Kudos to my nephew, Rob Campbell, and the innovative social media deck he’s helped launch at the Cleveland Indians’ ballpark, Progressive Field.
The Tribe Social Deck, believed to be the first of its kind in a major professional sports venue, is described as “a press box for bloggers/social media types.”
The Deck was launched last week at the team’s home opener.
As far as is known, Rob has been quoted as saying, “the Tribe Social Deck is a one-of-a-kind endeavor. Other professional sports teams have offered individual bloggers press credentials on occasion but to our knowledge there has never been a section exclusively catering to the internet and social media community.”
Rob heads up social media efforts for the Indians and posts frequently to the team’s Twitter site, Tribetalk.
In other developments in social media, a writer for the BetaNews blog has proposed “yellow blogging” as a latter day “reincarnation” of yellow journalism, which flared in the U.S. press more than 100 years ago.
By “yellow blogging,” he means those “gossip and rumor blogsites [that] ruthlessly compete for pageviews.”
Cool term, “yellow blogging.” I like it.
But as heir to yellow journalism, as it was practiced in urban America at the end of the 19th century and early 20th century–unh-uh.
As I wrote in my 2001 book, Yellow Journalism: Puncturing the Myths, Defining the Legacies, “yellow journalism” has become a shorthand term–a cliché, really–for exaggerated, sensationalized, rumor-driven treatment of the news.
But that’s far from what “yellow journalism” was.
Newspapers of a century or so ago that can be classified as “yellow journals” (such as those of William Randolph Hearst and Joseph Pulitzer) “were, at a minimum, typographically bold in their use of headlines and illustrations,” I wrote in Yellow Journalism, adding:
“They certainly looked different from their gray, conservative counterparts, and their use of design elements was more conspicuous and imaginative. They were, moreover, inclined to campaign against powerful interests and municipal abuses, ostensibly on behalf of ‘the people.’ And they usually were not shy about doing so.”
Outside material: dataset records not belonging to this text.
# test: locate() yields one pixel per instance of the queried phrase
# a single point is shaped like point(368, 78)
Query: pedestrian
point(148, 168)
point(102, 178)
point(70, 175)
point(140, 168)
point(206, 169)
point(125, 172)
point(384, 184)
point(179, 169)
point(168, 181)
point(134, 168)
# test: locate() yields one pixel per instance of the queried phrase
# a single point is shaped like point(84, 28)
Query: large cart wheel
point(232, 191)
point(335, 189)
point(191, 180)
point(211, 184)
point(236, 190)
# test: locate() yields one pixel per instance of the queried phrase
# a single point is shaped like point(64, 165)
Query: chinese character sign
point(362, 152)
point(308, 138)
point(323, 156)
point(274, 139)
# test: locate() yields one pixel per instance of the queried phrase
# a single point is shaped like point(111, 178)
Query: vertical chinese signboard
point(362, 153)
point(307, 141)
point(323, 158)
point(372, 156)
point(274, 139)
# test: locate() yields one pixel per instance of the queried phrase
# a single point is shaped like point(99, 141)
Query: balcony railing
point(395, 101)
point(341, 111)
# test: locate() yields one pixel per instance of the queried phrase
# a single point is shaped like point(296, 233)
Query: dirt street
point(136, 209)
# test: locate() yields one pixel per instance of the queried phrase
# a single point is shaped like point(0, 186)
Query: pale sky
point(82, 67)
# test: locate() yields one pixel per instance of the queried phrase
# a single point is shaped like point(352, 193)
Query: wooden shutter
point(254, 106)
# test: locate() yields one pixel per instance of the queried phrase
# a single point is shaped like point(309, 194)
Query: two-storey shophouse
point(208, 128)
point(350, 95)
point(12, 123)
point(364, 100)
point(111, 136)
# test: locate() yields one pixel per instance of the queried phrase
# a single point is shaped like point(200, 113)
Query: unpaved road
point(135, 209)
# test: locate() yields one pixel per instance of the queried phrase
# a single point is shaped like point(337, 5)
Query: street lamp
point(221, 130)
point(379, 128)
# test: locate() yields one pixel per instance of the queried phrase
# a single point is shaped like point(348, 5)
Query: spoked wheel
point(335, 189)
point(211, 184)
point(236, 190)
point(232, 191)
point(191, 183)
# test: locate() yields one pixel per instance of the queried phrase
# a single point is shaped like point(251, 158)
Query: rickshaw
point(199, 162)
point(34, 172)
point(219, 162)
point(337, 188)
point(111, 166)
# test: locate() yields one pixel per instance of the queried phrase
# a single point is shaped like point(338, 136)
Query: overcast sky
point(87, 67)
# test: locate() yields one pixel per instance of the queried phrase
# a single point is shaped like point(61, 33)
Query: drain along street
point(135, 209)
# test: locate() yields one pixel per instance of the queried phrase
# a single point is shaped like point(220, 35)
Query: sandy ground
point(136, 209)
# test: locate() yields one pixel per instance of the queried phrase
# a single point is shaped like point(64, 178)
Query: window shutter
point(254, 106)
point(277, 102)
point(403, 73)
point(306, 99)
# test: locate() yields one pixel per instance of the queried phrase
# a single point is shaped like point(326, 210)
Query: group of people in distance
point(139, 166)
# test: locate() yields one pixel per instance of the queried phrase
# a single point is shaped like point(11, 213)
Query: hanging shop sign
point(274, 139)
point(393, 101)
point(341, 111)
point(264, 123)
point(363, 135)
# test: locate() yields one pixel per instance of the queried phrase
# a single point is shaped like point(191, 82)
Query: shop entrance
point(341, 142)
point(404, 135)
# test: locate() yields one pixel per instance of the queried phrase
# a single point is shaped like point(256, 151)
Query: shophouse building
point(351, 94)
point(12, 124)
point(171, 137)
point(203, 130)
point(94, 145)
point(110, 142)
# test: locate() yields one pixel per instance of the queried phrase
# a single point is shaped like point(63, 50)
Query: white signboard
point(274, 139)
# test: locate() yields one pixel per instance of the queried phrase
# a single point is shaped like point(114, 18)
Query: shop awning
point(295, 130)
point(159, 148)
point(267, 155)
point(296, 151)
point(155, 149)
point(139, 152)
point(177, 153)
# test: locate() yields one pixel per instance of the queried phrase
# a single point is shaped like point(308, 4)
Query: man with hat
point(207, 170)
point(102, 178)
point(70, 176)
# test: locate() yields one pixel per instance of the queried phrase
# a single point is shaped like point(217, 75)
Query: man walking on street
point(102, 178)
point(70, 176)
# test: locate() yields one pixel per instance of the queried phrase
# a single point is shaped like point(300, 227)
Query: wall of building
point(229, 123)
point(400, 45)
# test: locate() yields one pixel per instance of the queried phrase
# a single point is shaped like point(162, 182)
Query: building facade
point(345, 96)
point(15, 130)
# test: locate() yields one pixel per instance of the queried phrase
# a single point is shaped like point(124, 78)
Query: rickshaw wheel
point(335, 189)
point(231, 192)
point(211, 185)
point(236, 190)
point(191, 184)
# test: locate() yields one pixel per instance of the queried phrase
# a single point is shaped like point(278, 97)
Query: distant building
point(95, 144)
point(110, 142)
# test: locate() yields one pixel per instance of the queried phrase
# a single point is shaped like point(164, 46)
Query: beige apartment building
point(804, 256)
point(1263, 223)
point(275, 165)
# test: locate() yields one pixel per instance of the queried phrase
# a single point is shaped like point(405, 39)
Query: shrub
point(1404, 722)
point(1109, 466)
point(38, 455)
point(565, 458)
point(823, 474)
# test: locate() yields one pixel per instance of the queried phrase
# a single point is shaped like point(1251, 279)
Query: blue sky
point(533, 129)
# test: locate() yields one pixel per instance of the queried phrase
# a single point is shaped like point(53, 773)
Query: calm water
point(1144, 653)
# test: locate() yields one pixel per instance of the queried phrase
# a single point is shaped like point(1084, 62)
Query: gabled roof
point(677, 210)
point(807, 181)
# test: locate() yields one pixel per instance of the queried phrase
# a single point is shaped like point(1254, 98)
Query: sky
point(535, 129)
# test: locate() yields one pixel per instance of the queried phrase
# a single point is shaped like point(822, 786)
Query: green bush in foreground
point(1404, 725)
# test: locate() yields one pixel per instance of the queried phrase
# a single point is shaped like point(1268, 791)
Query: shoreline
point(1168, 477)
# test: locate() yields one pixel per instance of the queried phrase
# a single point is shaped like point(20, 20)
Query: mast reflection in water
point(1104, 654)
More specifically, yellow journalism–a term that emerged in 1897–was defined by these features and characteristics:
- the frequent use of multicolumn headlines that sometimes stretched across the front page.
- a variety of topics reported on the front page, including news of politics, war, international diplomacy, sports, and society.
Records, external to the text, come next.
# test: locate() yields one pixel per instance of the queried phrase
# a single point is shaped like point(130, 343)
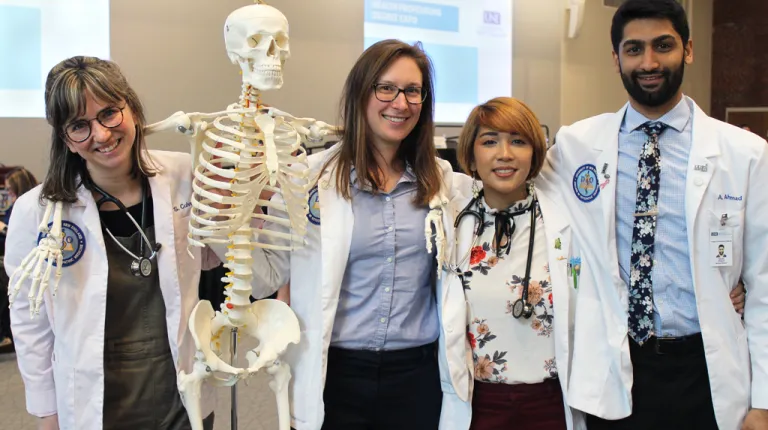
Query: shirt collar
point(676, 118)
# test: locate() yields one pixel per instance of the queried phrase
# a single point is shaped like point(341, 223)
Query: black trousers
point(389, 390)
point(671, 388)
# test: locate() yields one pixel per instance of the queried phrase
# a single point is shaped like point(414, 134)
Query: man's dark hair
point(631, 10)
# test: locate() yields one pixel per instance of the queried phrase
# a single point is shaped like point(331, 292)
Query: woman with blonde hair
point(518, 266)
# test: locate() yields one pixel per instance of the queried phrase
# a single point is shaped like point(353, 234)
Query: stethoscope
point(521, 308)
point(140, 266)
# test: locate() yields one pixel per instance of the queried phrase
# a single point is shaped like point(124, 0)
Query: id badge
point(721, 247)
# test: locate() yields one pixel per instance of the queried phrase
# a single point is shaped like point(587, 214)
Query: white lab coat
point(61, 351)
point(316, 272)
point(724, 160)
point(455, 309)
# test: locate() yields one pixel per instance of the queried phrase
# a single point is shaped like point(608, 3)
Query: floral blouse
point(505, 349)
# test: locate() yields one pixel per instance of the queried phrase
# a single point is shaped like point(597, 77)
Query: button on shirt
point(674, 299)
point(386, 300)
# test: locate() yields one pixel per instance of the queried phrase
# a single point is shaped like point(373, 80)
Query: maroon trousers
point(520, 406)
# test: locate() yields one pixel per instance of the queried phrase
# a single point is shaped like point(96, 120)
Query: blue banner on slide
point(406, 13)
point(20, 48)
point(456, 71)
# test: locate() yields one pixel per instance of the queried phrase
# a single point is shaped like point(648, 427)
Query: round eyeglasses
point(389, 92)
point(80, 130)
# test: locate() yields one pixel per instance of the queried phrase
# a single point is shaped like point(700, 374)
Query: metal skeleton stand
point(233, 355)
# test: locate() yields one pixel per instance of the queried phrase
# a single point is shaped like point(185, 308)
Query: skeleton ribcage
point(241, 157)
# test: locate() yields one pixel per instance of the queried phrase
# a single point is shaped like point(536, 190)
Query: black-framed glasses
point(389, 92)
point(80, 130)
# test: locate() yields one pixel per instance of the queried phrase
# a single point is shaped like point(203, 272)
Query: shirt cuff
point(41, 403)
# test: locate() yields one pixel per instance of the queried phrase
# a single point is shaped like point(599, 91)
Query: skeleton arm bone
point(310, 129)
point(189, 123)
point(33, 337)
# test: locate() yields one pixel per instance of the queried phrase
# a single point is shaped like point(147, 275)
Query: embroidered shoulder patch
point(585, 184)
point(73, 244)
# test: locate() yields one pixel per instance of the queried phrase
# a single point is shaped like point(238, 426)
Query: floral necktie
point(643, 234)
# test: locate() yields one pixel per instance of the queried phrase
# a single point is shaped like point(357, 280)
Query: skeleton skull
point(256, 37)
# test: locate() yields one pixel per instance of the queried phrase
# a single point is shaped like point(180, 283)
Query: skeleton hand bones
point(48, 249)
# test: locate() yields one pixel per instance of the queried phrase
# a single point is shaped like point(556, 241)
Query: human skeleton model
point(243, 151)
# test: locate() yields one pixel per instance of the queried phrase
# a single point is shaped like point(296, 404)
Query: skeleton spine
point(238, 289)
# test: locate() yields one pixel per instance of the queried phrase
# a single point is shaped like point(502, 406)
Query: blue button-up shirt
point(387, 300)
point(674, 298)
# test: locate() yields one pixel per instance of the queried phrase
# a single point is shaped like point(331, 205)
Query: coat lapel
point(701, 165)
point(335, 239)
point(607, 143)
point(160, 186)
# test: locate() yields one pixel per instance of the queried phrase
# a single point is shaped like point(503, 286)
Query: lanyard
point(140, 266)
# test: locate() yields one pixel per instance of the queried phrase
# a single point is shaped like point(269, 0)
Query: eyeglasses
point(389, 92)
point(80, 130)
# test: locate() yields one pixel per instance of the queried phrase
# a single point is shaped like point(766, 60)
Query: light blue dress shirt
point(674, 298)
point(387, 300)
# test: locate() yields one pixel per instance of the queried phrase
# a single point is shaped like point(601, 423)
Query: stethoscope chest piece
point(141, 267)
point(522, 309)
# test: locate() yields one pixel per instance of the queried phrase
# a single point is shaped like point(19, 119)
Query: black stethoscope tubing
point(140, 266)
point(521, 307)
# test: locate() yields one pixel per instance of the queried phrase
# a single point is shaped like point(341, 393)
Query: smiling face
point(107, 151)
point(391, 122)
point(503, 163)
point(651, 62)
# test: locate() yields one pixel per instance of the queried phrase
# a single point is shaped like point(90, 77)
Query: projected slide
point(469, 42)
point(34, 36)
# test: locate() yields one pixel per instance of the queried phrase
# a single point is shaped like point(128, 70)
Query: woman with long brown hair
point(362, 286)
point(104, 352)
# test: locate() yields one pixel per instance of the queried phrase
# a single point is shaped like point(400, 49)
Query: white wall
point(172, 52)
point(591, 86)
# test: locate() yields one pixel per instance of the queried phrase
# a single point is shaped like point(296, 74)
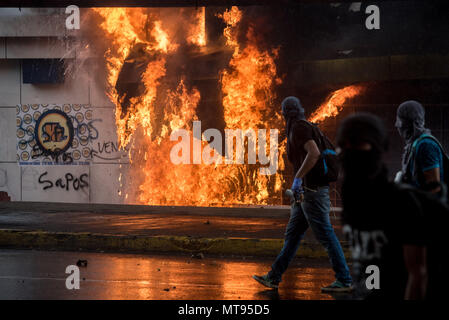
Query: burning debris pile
point(155, 96)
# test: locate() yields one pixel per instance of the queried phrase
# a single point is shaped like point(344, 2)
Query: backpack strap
point(320, 135)
point(414, 148)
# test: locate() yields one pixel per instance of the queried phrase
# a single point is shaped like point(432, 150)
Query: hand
point(297, 186)
point(398, 177)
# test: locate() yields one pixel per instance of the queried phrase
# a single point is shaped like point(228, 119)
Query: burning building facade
point(150, 72)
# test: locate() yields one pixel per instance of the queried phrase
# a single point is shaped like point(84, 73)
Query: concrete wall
point(22, 181)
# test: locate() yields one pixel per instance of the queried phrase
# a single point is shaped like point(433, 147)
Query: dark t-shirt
point(300, 133)
point(379, 219)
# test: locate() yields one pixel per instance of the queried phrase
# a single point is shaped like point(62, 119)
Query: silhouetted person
point(423, 167)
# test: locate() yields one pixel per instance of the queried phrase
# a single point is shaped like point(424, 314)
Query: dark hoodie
point(378, 218)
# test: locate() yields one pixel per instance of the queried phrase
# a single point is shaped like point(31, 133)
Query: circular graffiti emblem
point(54, 132)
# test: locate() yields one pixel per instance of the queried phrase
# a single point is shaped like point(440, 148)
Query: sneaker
point(266, 281)
point(337, 286)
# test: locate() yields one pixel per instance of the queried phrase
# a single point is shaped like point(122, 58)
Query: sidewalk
point(252, 231)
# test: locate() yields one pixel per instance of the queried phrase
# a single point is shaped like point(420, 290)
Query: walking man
point(310, 182)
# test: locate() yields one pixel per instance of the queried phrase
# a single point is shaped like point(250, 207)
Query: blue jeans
point(313, 211)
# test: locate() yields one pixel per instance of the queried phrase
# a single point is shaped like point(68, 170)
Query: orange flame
point(334, 103)
point(248, 88)
point(197, 31)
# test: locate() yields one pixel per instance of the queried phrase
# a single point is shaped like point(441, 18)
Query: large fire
point(142, 43)
point(248, 91)
point(334, 103)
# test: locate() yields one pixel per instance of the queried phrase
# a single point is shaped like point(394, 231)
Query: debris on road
point(81, 263)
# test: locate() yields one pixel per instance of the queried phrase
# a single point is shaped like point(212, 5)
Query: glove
point(398, 177)
point(297, 186)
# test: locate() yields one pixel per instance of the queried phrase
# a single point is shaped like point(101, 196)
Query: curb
point(163, 244)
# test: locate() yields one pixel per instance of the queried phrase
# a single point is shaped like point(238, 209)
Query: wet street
point(30, 274)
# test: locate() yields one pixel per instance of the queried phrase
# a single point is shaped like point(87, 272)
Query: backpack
point(331, 165)
point(445, 157)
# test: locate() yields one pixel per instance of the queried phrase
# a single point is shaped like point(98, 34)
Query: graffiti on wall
point(55, 134)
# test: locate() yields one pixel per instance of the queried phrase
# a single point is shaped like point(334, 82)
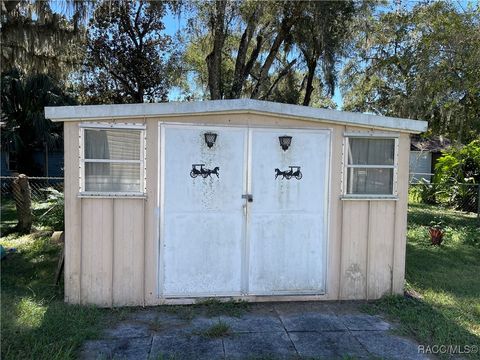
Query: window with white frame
point(112, 160)
point(371, 166)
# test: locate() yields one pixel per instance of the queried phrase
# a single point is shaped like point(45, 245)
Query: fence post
point(478, 202)
point(23, 202)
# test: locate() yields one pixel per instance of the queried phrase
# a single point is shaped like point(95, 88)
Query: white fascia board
point(172, 109)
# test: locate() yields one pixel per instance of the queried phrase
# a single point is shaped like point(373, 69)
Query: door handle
point(249, 197)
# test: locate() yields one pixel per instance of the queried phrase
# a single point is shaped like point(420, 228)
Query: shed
point(242, 199)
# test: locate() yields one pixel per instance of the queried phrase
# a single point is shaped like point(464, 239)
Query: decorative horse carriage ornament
point(203, 172)
point(288, 174)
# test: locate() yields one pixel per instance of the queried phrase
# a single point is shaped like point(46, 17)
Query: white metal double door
point(249, 230)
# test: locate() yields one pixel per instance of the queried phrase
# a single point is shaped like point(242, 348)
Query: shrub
point(54, 216)
point(457, 167)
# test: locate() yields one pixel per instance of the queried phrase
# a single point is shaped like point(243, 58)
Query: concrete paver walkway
point(274, 331)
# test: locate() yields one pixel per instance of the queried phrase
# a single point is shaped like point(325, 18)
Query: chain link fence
point(428, 202)
point(46, 201)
- the generous and imaginative use of illustrations, including photographs and other graphic representations such as locator maps.
- bold and experimental layouts, including those in which one report and illustration would dominate the front page. Such layouts sometimes were enhanced by the use of color.
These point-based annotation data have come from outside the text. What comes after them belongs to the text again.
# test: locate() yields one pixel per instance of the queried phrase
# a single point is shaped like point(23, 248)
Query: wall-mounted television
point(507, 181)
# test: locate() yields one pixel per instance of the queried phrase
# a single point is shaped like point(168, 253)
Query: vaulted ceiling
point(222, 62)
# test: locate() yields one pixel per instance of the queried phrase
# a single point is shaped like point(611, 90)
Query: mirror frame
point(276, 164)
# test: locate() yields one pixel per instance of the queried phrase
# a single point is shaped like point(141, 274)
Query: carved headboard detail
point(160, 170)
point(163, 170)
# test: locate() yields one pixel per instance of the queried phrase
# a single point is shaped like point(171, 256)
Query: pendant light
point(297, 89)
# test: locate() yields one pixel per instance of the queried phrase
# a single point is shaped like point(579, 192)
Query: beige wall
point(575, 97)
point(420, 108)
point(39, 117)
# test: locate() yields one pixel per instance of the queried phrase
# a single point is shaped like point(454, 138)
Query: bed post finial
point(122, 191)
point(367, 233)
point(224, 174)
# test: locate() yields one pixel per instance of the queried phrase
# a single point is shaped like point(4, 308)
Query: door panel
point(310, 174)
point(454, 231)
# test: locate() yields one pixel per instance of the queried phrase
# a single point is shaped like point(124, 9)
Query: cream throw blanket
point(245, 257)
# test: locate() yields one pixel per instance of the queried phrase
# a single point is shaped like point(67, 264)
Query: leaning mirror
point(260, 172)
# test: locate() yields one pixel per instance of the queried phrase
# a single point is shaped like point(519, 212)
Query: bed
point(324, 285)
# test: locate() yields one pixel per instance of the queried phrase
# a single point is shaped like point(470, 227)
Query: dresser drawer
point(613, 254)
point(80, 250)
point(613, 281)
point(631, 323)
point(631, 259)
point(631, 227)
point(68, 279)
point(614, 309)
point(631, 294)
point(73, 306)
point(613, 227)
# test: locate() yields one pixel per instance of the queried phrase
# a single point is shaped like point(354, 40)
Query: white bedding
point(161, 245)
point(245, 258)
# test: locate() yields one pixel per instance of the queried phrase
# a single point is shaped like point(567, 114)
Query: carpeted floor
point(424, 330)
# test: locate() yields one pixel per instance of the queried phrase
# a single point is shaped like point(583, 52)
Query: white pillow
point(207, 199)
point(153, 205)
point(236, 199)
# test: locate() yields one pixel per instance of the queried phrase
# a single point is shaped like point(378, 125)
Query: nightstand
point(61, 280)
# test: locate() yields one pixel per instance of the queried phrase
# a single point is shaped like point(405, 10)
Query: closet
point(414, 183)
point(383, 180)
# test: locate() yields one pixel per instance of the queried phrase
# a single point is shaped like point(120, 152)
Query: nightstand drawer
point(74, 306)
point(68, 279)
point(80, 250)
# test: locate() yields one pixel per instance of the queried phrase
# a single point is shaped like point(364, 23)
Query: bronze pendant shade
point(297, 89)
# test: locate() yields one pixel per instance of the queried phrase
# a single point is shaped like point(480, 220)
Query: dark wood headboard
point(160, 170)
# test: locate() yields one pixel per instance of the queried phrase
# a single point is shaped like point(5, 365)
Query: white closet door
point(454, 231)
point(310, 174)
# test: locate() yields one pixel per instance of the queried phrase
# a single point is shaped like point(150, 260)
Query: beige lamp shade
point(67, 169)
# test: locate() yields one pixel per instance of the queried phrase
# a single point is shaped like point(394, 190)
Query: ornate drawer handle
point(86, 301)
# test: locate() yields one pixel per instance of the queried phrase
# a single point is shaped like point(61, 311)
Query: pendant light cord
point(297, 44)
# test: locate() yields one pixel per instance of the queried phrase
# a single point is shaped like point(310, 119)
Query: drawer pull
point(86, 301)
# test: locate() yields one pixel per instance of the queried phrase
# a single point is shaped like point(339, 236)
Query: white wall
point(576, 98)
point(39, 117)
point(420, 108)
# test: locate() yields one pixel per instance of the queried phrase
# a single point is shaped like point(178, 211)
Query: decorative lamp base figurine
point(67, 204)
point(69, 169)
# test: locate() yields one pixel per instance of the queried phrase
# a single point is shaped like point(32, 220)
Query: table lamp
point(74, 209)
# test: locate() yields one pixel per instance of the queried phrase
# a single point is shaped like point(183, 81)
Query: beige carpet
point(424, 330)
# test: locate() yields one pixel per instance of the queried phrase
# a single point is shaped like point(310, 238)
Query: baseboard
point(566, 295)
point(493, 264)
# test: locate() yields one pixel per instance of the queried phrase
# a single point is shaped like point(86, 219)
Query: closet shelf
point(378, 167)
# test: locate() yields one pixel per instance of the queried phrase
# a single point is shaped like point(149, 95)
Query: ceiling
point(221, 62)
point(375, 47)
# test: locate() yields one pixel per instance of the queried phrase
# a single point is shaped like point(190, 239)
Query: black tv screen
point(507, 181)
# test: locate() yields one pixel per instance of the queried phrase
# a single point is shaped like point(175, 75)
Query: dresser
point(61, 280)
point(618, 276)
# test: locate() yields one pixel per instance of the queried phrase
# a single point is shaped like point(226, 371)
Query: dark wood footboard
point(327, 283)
- a tendency to rely on anonymous sources, particularly in dispatches of leading reporters.
- a penchant for self-promotion, to call attention frequently to the newspaper’s accomplishments.
So the yellow press back then was certainly anything but boring, predictable, or uninspired—complaints of the sort that frequently are raised about contemporary American newspapers.
The yellow journals were hardly wretched scandal sheets, indulging in gossip and rumor.